Entlassung im Krankenstand
Eine Entlassung im Krankenstand ist nur bei schwerwiegendem Fehlverhalten des/der Arbeitnehmers/Arbeitnehmerin gerechtfertigt, beispielsweise bei Diebstahl oder grober Arbeitsverweigerung.
Entgeltfortzahlung:
- Ist die Entlassung berechtigt, endet Ihre Verpflichtung zur Entgeltfortzahlung.
- Wird die Entlassung als ungerechtfertigt beurteilt, bleibt der Entgeltanspruch bestehen, was Nachzahlungen und gegebenenfalls Schadenersatz zur Folge haben kann.
- Vorsicht! Bedenken Sie immer: Eine Entlassung kann immer nur unmittelbar nach Kenntnisnahme des Tatbestandes ausgesprochen werden!
Eigenkündigung oder Austritt durch den/die Arbeitnehmer*in
Wenn Arbeitnehmer*innen während eines Krankenstandes selbst kündigen oder aus wichtigem Grund austreten, kann dies Ihre Pflichten beeinflussen:
- Bei berechtigtem Austritt: Etwa bei schweren Pflichtverletzungen Ihrerseits, bleibt der Anspruch auf Krankenentgelt bestehen.
- Bei Eigenkündigung ohne wichtigen Grund („normale“ Dienstnehmer-Kündigung) In diesem Fall erlischt der Entgeltanspruch in der Regel mit dem Ende des Arbeitsverhältnisses.

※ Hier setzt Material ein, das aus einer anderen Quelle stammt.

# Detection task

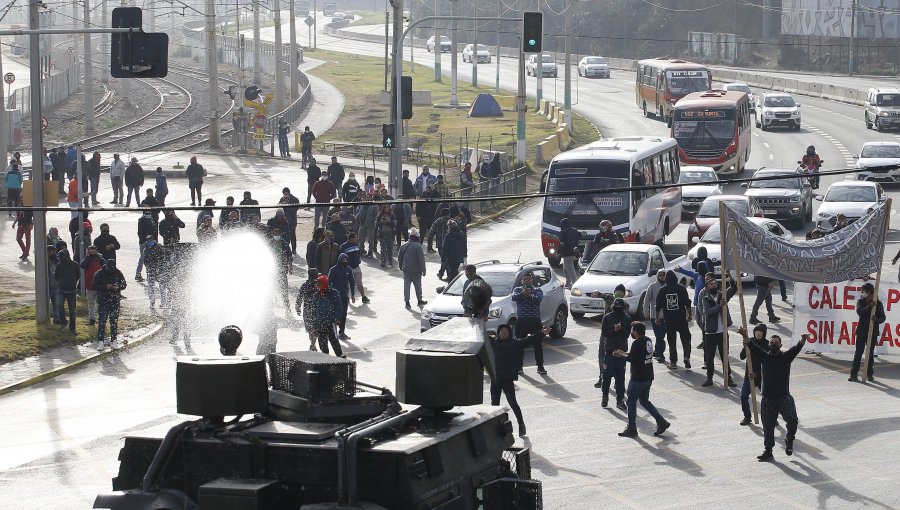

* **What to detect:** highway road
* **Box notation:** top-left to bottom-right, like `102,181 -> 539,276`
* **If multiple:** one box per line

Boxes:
0,15 -> 898,509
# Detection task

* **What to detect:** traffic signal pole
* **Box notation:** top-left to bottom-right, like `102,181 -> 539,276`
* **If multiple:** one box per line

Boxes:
206,0 -> 221,148
388,11 -> 522,192
30,0 -> 49,324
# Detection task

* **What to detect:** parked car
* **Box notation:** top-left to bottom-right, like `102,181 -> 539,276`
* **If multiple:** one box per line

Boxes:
569,244 -> 687,320
462,44 -> 491,63
754,92 -> 801,131
864,87 -> 900,131
426,35 -> 451,53
331,11 -> 346,22
526,54 -> 557,77
814,181 -> 884,231
688,195 -> 763,248
854,141 -> 900,184
678,166 -> 722,218
684,217 -> 793,284
577,56 -> 610,78
723,82 -> 754,104
342,11 -> 355,20
741,168 -> 813,227
421,261 -> 568,338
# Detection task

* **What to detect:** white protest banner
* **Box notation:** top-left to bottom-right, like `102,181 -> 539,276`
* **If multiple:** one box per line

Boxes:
722,201 -> 889,283
793,281 -> 900,354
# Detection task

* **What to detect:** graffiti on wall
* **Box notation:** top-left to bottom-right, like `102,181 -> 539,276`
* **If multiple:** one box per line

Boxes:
781,0 -> 900,38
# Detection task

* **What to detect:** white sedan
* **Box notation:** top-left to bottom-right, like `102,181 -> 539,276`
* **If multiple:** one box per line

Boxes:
814,181 -> 883,231
679,166 -> 722,217
577,56 -> 610,78
462,44 -> 492,63
684,217 -> 793,284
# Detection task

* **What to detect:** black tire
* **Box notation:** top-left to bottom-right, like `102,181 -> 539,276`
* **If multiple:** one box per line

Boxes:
570,311 -> 585,319
865,114 -> 872,129
795,123 -> 801,131
756,116 -> 761,128
761,123 -> 768,131
805,203 -> 813,222
632,293 -> 646,321
550,305 -> 568,338
876,118 -> 884,132
548,256 -> 562,268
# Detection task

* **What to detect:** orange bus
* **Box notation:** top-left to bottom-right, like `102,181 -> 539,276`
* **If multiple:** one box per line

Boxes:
671,89 -> 752,175
635,58 -> 711,125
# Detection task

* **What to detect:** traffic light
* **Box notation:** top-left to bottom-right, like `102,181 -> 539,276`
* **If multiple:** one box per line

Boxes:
245,85 -> 262,102
401,76 -> 413,120
110,7 -> 168,78
382,123 -> 395,148
522,11 -> 543,53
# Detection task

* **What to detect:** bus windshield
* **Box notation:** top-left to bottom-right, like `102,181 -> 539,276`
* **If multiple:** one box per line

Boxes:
672,109 -> 736,147
544,162 -> 630,223
666,70 -> 708,96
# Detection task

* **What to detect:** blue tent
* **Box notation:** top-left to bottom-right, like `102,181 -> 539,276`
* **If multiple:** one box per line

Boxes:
468,93 -> 503,117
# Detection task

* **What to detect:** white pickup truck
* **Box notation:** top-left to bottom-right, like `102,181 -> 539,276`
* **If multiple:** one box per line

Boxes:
568,244 -> 687,319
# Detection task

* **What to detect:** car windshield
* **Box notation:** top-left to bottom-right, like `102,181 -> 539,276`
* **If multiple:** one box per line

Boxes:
442,271 -> 515,297
728,85 -> 750,93
764,96 -> 795,107
679,170 -> 717,184
824,186 -> 877,202
876,94 -> 900,106
666,70 -> 709,96
700,223 -> 721,242
860,145 -> 900,158
587,251 -> 649,276
476,44 -> 489,51
542,55 -> 555,63
698,199 -> 749,217
585,57 -> 607,64
750,173 -> 799,189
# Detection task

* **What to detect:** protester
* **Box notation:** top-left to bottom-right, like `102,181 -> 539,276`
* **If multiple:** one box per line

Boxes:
739,327 -> 807,461
327,156 -> 345,191
428,208 -> 452,279
277,187 -> 301,254
375,204 -> 397,268
357,194 -> 379,257
154,167 -> 168,205
328,253 -> 355,340
644,269 -> 668,362
108,153 -> 125,204
80,246 -> 105,325
398,228 -> 427,309
124,157 -> 144,207
700,276 -> 737,387
12,199 -> 33,260
489,324 -> 528,437
850,282 -> 886,382
459,162 -> 474,197
392,196 -> 412,246
739,323 -> 768,426
94,259 -> 127,350
461,265 -> 492,318
296,268 -> 321,349
66,176 -> 80,218
512,271 -> 547,375
135,210 -> 158,282
239,191 -> 261,223
417,185 -> 440,252
306,157 -> 321,203
270,227 -> 294,315
142,236 -> 167,309
220,196 -> 238,227
401,169 -> 415,199
749,275 -> 781,325
340,232 -> 370,304
341,172 -> 360,203
314,230 -> 340,273
442,220 -> 466,282
312,171 -> 337,228
159,209 -> 185,245
4,160 -> 22,216
197,216 -> 218,243
308,275 -> 345,356
140,188 -> 162,224
300,126 -> 315,166
656,270 -> 692,369
277,118 -> 290,158
306,227 -> 325,267
613,322 -> 671,438
433,174 -> 449,198
186,156 -> 205,206
558,218 -> 581,289
582,220 -> 623,265
414,165 -> 437,197
55,250 -> 80,333
93,223 -> 120,262
600,298 -> 632,409
47,245 -> 61,323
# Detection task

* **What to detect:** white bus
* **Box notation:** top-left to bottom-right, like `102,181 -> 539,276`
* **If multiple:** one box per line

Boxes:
540,136 -> 682,266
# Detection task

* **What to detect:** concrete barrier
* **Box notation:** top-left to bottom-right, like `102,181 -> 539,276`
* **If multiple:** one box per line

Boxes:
538,99 -> 550,116
495,95 -> 516,111
557,124 -> 570,147
536,135 -> 561,164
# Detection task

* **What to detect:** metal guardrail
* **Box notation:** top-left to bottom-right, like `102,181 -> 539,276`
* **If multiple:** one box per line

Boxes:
447,165 -> 527,216
316,140 -> 460,174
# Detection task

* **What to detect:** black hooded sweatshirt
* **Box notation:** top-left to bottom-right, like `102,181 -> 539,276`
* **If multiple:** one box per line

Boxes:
740,324 -> 769,382
656,270 -> 691,324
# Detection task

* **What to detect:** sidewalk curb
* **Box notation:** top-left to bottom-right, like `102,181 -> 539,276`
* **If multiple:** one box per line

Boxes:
0,322 -> 163,397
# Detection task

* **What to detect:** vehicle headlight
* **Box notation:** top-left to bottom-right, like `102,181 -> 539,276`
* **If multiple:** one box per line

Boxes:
789,195 -> 801,203
817,212 -> 831,219
570,288 -> 583,297
764,110 -> 773,117
548,248 -> 556,255
488,308 -> 502,319
624,290 -> 633,297
421,309 -> 432,319
792,110 -> 800,116
879,111 -> 890,117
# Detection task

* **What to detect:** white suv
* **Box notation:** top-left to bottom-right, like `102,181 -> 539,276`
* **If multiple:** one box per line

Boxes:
854,141 -> 900,183
755,92 -> 801,131
421,261 -> 568,338
864,87 -> 900,131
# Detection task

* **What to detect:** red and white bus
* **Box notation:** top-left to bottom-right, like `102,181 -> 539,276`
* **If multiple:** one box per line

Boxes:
635,58 -> 711,125
671,89 -> 752,175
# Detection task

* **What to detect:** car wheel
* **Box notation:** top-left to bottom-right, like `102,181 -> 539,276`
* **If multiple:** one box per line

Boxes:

Praxistipps für Arbeitgeber*innen
- Dokumentation: Halten Sie alle Vereinbarungen zur Beendigung des Dienstverhältnisses (idealerweise inklusive Uhrzeit des Gesprächs) und zum Krankenstand schriftlich fest.
- Transparente Kommunikation: Informieren Sie Arbeitnehmer*innen klar und rechtzeitig über ihre Rechte und Pflichten – auch im Hinblick auf die Entgeltfortzahlung.
- Rechtliche Beratung: Holen Sie bei komplexen Fällen Unterstützung bei uns ein, um sicherzustellen, dass Sie Ihre Pflichten korrekt erfüllen.
- Entgeltfortzahlungsdauer berechnen: Prüfen Sie das offene Entgeltfortzahlungskontingent aus dem aktuellen Arbeitsjahr genau, insbesondere bei einer Auflösung knapp vor oder nach dem Stichtag für ein neues Arbeitsjahr.
- Kündigung im Krankenstand: Prüfen Sie, ob eine Kündigung sinnvoll und rechtlich unproblematisch ist. Ein vorschnelles Vorgehen kann teuer werden.